3)Extracurricular Activities: Students need to receive the message that extracurricular activities are open to everyone. That means that when I send home flyers for cheerleading workshops, I don’t just hand them out to the girls; likewise, wrestling camp brochures don’t just go to the boys. This may mean you have to make some extra copies, but it could also mean encouraging a child who really wants to try something new. (As we move away from paper, it’s easy to advertise different activities to everyone on classroom websites…but you may need to specifically say that all children are welcome.) I try really hard to give kudos to my students for their interests and hobbies, whatever they may be, but especially when they may not conform to gender norms. For example, my school had an after-school sewing class. One of my boys signed up for it, and he would bring me things that he had sewn as gifts. I always made a big deal of thanking him in front of the class and emphasizing what an important skill it was. After this happened a few times, another boy asked me about signing up for sewing!

4)Read Alouds: As the granddaughter of a librarian, I have always loved to read aloud. No matter how busy my day was, I made time to sit in my rocking chair and read to my students as they sat at my feet. I loved the bonding time as well as the freedom to select which books my kids would hear. When I took a class in diversity for my master’s program, we were asked to analyze the authors and points of view of the books we chose. To my embarrassment, I discovered that most of the protagonists in my chosen books were white and male. I went to the school librarian (a resource you simply must utilize if you don't already) to set about fixing this. She suggested Becoming Naomi León by Pam Munoz Ryan. It is the story of a young girl living in a trailer park in California with her grandmother and brother. Her mom, who struggles with alcoholism, tries to regain custody of Naomi, but not for the right reasons. The family must travel to Mexico to find see if her estranged father will help. That year, I had three Spanish-speakers, a student who lived with her grandparents, another going through a custody battle, and yet another living in a trailer with no heat. I still love classics like Tales of a Fourth Grade Nothing and Where the Red Fern Grows, but the discussions around Becoming Naomi León were much richer and the characters and situations more relevant to my students.
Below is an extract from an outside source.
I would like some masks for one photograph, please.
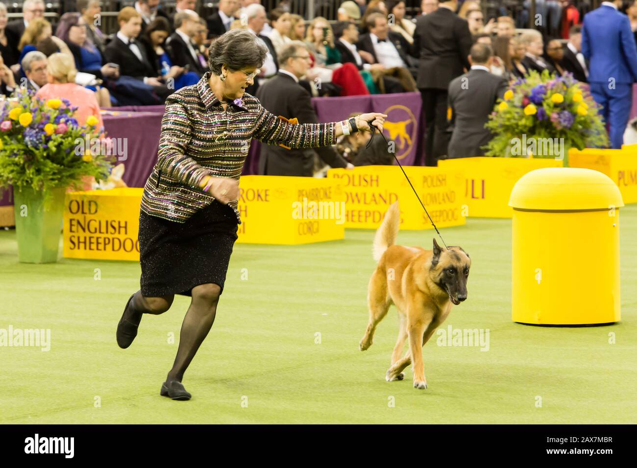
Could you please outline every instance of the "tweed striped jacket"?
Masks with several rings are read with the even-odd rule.
[[[199,188],[204,178],[238,180],[252,138],[294,148],[336,143],[336,122],[292,125],[248,94],[224,111],[208,85],[210,76],[205,73],[166,101],[157,162],[141,197],[141,210],[148,215],[183,223],[209,205],[215,198]],[[241,224],[238,204],[229,204]]]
5)Reader’s Theater: This is a proven strategy that helps students develop oral reading fluency. I think all teachers have the cup full of popsicle sticks with student names on them (or the technological equivalent). I always used mine to randomly assign roles for Reader’sTheater. Unfortunately, it wasn’t truly random because I assigned female roles to girls and male roles to boys. When I realized my mistake, I decided to allow my students to pick their parts when I pulled their popsicle stick. I made it clear that anyone could choose any part, and we ended up having a lot more fun that way! It’s also nice to share the fact that in Shakespeare’s day, as well as in modern Kabuki theater, all roles were played by men.

Sometimes I worry that my students will have trouble adjusting if I make changes mid-year, but then I remember that they are actually much more flexible than I am. January is also a great time to try something new. I have found that kids and adults are more open to change at the start of the calendar year. Hopefully, these ideas help you press that reset button, strengthen your classroom community, and make your school a safe place for kids to be who they are!